While speaking on Cincinnati radio station 55 KRC, Bevin told host Brian Thomas, teachers are only interested in protesting when school is session.

“It’s interesting though that these people seem to most enjoy doing this, stopping work, when they get paid anyway but when they are not getting paid to stop work,” Bevin told Thomas. “It is remarkable nobody seems to be that interested, they don’t care quite as much.”

Bevin is referring to sick outs during the 2019 General Assembly session that saw more than 1,000 teachers pack the capitol in protest to several education related bills. The mass call-ins caused several school districts to close for several days. Jefferson County Public Schools saw the largest number of days missed due to teacher call-ins with students missing six days of class.

“This same bill came forward again this summer when nobody was in school and nobody showed up,” he said. “When it’s vacation time people are a little less worked up it seems.”

Bevin indicates teachers were protesting a bill reforming the troubled pension system for qausi-governmental agencies and regional universities, while many teachers were keeping a close watch on that legislation, there were also several other bills, including a school choice bill they were there for. The scope of the call for the special session in July was limited, so any changes to Teachers Retirement System could not be included in the final legislation.

The Kentucky Education Association is responding to the governor's comments slamming him for suggesting they were protesting the pension bill. 

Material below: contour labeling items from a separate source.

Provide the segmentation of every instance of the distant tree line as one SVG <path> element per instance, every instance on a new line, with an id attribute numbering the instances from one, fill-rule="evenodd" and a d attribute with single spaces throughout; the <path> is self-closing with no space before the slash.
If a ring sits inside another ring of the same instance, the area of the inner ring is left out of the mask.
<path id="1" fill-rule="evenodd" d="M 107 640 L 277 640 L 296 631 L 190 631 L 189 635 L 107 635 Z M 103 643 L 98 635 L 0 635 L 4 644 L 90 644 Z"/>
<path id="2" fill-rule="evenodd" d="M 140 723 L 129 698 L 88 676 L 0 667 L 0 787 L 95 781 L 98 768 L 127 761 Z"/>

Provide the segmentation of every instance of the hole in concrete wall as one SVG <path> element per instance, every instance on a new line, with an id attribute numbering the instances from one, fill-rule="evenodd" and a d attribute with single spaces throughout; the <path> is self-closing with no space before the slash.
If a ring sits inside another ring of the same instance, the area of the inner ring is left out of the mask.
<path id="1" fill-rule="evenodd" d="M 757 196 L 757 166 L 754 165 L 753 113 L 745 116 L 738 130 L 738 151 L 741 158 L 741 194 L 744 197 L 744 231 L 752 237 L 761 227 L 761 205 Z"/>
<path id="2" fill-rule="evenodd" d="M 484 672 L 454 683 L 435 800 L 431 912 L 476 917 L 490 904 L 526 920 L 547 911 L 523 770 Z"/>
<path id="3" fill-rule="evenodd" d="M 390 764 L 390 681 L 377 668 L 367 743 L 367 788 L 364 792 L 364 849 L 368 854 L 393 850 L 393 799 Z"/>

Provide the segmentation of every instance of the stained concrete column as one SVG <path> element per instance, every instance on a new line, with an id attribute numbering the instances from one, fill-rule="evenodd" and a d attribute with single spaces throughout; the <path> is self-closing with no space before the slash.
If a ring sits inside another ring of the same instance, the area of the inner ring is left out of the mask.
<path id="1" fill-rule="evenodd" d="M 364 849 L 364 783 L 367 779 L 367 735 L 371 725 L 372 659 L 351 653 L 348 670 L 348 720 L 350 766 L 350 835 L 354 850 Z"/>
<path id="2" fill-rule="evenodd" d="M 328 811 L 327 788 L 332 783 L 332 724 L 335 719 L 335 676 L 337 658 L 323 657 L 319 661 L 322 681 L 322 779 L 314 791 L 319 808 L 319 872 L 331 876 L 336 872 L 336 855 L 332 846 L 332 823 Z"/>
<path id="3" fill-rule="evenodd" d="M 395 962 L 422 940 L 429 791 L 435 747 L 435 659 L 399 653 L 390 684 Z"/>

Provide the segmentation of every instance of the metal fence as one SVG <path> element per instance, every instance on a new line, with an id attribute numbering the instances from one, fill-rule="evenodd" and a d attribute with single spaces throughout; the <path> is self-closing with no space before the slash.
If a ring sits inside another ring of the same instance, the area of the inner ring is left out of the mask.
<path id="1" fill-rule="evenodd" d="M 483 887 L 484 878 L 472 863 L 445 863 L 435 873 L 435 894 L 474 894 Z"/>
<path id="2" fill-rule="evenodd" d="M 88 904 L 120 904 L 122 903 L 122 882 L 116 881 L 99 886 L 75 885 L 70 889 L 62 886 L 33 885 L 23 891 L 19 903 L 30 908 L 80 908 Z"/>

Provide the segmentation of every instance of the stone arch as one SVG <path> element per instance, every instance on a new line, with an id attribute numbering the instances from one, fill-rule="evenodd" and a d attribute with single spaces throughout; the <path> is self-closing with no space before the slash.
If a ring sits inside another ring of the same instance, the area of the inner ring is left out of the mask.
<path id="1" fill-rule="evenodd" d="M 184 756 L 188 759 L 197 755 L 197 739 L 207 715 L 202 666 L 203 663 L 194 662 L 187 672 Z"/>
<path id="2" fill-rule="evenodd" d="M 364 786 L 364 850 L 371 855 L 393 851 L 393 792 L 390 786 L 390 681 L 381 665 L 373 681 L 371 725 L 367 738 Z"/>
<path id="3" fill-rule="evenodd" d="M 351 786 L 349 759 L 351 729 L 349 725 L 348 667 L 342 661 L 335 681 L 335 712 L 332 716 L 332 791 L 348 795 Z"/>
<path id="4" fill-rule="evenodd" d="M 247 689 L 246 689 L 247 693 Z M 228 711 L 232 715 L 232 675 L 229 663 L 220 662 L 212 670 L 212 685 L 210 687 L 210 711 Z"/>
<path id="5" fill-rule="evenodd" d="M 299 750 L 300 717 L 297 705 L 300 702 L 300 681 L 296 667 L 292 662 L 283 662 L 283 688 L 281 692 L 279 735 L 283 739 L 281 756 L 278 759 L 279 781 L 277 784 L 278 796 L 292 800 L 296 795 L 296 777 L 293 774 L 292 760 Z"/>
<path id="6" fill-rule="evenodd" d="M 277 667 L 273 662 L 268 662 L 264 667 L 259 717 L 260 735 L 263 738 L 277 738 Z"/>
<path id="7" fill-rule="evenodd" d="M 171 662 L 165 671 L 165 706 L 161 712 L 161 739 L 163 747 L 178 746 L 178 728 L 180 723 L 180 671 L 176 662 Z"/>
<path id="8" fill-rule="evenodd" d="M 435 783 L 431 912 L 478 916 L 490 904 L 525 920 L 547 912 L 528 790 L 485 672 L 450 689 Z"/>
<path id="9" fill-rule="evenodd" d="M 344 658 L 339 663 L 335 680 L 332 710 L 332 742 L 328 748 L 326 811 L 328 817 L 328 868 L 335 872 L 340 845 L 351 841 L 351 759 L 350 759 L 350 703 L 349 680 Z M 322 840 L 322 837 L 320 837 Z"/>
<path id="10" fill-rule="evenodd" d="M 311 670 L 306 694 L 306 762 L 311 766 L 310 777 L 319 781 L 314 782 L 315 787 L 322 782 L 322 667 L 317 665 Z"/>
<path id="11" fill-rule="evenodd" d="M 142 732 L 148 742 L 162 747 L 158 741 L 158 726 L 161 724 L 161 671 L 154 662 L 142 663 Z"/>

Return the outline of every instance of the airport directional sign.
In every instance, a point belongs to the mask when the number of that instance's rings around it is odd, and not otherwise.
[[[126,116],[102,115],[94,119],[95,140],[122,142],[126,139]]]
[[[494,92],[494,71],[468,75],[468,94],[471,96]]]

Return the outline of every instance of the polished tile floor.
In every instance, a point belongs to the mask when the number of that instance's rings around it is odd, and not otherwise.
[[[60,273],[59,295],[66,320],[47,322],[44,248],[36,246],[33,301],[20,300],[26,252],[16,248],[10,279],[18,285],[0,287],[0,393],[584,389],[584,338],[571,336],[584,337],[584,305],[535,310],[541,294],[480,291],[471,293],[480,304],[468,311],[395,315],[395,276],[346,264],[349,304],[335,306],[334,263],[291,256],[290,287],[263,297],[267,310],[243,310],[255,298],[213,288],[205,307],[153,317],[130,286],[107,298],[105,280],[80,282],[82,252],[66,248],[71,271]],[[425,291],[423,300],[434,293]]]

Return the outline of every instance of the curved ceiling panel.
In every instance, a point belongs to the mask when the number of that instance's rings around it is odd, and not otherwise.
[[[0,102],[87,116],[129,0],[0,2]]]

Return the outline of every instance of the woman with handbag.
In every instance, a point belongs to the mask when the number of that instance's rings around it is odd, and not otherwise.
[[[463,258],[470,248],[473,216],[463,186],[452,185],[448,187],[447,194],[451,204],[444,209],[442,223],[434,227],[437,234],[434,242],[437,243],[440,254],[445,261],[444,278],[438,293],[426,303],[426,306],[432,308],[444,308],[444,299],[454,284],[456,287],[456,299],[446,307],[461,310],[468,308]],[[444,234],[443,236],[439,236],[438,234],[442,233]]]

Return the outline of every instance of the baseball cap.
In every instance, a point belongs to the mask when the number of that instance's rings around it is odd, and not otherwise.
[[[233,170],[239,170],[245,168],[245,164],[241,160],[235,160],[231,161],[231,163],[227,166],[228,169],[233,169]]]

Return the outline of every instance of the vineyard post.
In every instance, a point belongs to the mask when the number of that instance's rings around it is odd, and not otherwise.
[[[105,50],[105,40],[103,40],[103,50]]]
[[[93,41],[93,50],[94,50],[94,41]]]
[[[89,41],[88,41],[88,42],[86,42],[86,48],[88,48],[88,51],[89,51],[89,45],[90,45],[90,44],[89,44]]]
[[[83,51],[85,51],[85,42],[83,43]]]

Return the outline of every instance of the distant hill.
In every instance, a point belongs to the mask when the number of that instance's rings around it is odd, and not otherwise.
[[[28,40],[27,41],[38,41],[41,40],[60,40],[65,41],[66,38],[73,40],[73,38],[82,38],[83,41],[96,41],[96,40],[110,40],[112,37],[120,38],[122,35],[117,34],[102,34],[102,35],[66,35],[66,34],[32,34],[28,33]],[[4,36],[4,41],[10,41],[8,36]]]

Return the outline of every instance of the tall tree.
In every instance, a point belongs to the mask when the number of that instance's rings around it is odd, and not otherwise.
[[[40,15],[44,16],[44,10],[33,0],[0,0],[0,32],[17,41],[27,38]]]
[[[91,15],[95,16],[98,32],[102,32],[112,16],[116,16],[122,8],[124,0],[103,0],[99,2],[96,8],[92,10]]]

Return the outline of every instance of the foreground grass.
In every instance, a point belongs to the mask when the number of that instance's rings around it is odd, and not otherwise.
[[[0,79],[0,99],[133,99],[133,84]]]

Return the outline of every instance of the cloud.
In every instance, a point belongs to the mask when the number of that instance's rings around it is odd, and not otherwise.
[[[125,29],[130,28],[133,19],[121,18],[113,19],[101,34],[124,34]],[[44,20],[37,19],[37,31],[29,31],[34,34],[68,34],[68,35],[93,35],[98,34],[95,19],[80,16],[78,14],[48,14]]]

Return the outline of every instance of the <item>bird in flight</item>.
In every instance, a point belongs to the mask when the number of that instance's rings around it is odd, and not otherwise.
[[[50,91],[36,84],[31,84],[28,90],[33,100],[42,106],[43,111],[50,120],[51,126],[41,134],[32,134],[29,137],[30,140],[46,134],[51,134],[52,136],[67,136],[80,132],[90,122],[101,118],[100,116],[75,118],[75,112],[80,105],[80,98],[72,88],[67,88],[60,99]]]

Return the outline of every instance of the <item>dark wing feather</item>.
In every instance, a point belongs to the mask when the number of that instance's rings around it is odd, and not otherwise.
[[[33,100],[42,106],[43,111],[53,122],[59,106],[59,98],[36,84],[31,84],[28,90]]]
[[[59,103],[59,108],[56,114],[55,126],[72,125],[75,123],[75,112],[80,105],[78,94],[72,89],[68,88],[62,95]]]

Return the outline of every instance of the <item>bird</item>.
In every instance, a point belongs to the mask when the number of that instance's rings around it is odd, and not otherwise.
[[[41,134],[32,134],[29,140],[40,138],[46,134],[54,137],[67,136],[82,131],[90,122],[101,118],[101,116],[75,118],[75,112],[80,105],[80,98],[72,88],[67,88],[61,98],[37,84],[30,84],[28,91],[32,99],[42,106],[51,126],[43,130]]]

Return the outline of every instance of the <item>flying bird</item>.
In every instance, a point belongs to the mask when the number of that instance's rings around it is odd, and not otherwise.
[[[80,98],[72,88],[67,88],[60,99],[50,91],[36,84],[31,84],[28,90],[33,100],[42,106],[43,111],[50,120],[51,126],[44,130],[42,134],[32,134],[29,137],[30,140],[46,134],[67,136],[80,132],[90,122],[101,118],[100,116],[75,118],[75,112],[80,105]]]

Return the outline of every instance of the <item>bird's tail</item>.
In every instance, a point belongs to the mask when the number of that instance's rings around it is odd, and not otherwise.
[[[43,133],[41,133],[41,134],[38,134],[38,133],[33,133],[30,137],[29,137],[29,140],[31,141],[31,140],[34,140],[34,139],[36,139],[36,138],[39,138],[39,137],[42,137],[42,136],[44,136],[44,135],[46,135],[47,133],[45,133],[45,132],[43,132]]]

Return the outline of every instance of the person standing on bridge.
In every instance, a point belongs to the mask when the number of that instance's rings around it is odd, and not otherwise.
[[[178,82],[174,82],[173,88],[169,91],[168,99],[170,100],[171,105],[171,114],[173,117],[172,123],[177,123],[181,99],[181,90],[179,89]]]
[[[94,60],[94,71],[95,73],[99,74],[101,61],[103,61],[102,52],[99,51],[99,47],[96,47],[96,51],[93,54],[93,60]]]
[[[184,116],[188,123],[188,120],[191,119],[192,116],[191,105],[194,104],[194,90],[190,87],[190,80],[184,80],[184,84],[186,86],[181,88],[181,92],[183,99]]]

"Based on his comments, we can only assume that Governor Bevin didn’t understand the pension legislation he and his staff wrote and dictated in detail to the General Assembly during the recent Special Session," KEA Communications Director David Patterson said in a statement. "Anyone who is familiar with that legislation knows that it was not the same bill educators protested a few months ago.  Educators protest to influence governmental action that affects public schools and public school students, not to get out of work that they love and believe in.  For the Governor to suggest otherwise is, unfortunately, typical."

The Jefferson County Teachers Association is also responding the comments made the governor saying he is "completely dead wrong" on two points. President Brent McKim said the issues teachers protested during the legislative session dealt with students and educators in K-12 public schools while the legislation during the special session "had nothing to do with either K-12 students or their  teachers." 

"Teachers had to make up the days when schools were closed during the legislative session, so they did not get paid to be in Frankfort those days," McKim went on to say in a statement. "It very troubling that Governor Bevin would not understand even these very simple facts about the situation.  And that’s particularly disturbing given that in his role as governor it’s his responsibility to understand these issues so that he can govern."

The Labor Cabinet ruled on Friday that more than 1,000 teachers broke labor law when they called-in sick to protest at the capitol, but did not fine them. Bevin says the warning issued by Labor Secretary David Dickerson was a “teachable” moment.

“These people could have each been fined up to $1,000 per day, and the state realized this was teaching opportunity, the cabinet secretary and the investigators decided ‘listen, we’ll show some grace in this instance,” Bevin said.  “We’ll use this as teachable moment and make it clear that this is a violation and if it were to happen again people could be held into account and it’s not going to tolerated again.”